Ezzrett Anderson

Profile
- Positions: End, Defensive back

Personal information
- Born: February 10, 1920 Nashville, Arkansas, US
- Died: March 8, 2017 (aged 97) Calgary, Alberta, Canada

Career information
- College: Kentucky State

Career history
- 1947: Los Angeles Dons
- 1948–1954: Calgary Stampeders

Awards and highlights
- CFL All-Star (1949);

= Ezzrett Anderson =

American gridiron football player (1920–2017)

Ezzrett "Sugarfoot" Anderson (February 10, 1920 – March 8, 2017) was an all-star professional Canadian football player, apioneering professional football player, Hollywood actor, and community icon. He is widely recognized as one of the first African American players to play professional football in Western Canada. He is also noted for being one of the earliest graduates from a Historically Black College or University (HBCU) to play professionally in North America.

==Biography==
Anderson graduated from Kentucky State and turned pro in 1945 and 1946 with the Hollywood Bears in the Pacific Coast Football League (along with Chuck Anderson, who would also later play pro in Canada). After playing with the Los Angeles Dons of the All-America Football Conference in 1947, catching 11 passes for 126 yards and scoring one touchdown, he began a 6-year stay with the Calgary Stampeders of the Western Interprovincial Football Union. As a Stamp he caught 116 passes for 1576 yards and made 5 TDs, with his best year being 1950, when he caught 46 passes for 673 yards. He retired in 1954.

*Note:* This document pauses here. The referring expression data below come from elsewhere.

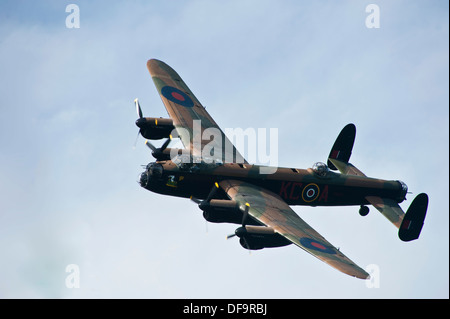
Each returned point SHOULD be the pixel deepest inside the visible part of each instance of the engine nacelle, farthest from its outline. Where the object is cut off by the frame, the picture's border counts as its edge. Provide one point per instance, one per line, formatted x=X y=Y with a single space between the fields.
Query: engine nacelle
x=155 y=128
x=221 y=211
x=259 y=237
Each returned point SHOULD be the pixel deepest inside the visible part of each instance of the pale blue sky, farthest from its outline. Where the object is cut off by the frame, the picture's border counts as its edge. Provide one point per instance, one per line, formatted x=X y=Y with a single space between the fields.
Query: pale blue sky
x=68 y=191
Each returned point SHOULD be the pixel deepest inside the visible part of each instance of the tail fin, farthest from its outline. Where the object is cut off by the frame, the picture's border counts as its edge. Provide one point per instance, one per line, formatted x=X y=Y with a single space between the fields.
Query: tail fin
x=342 y=150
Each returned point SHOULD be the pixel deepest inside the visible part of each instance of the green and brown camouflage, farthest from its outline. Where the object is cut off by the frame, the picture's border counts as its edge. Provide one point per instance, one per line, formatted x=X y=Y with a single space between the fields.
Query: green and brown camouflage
x=229 y=189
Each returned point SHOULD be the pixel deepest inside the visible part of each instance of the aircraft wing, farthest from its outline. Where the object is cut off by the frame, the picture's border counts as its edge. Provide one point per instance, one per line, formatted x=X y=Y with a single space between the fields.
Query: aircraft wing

Following in the footsteps of Herb Trawick, he was among the first African-American players in the Canadian professional leagues. In 1990, he was inducted into the Calgary Stampeders Wall of Fame. He died on March 8, 2017, at the age of 97.

He was married to Virnetta Anderson, who was elected to Calgary City Council in 1974 as the city's first Black municipal councillor.
Anderson was born in Nashville, Arkansas, on February 10, 1920, to Florence and Ezzrett Anderson Sr. baseball player in the Negro Leagues. At Kentucky State he earned a spot on an all-America football team. While there he met his first wife Virnetta, from Hot Springs, Arkansas. In 1943 they moved California to help with the war effort. "Sug", as he was often called, was a two-way star who could pass, catch and defend. He soon attracted the attention of the pros, playing with the Hollywood Bears of the Pacific Coast League in 1945-46 and the Los Angeles Dons of the All-America Football Conference in 1947. During those years Sugarfoot also found work in the movie industry, appearing in over 20 films, including a speaking role in the original Story of Seabiscuit with Shirley Temple and Barry Fitzgerald. In 1949, the Calgary Stampeders persuaded Anderson to play for Calgary. He became a popular figure both on and off the field for his talent and affable personality. He was an all-star CFL player in 1949 when the Stamps lost to the Montreal Alouettes in the Grey Cup and was one of only two Americans to make all-pro in Canada at both offence and defense. He retired at the end of 1955, was added to the Stampeders' Wall of Fame in 1990 and inducted into the Alberta Sports Hall of Fame in 2010.
From 1950 to 1955 Sugarfoot had a popular radio show on CKXL, fronted a blues band called "The Bluenotes." In 2013 he was presented with the Canada's Recording Legacy Award of Recognition. Sugarfoot attended Southern Alberta Institute of Technology, where he trained as a mechanic. He owned a service station in downtown Calgary and went on to work for the group of companies that included Standard General, Inland Cement, and Genstar, retiring after 32 years. Anderson worked for the Stampeders as an account representative and ambassador for the team and the Calgary Stampeders Alumni Association. Anderson died on Wednesday, March 8, 2017, at the Foothills Hospital.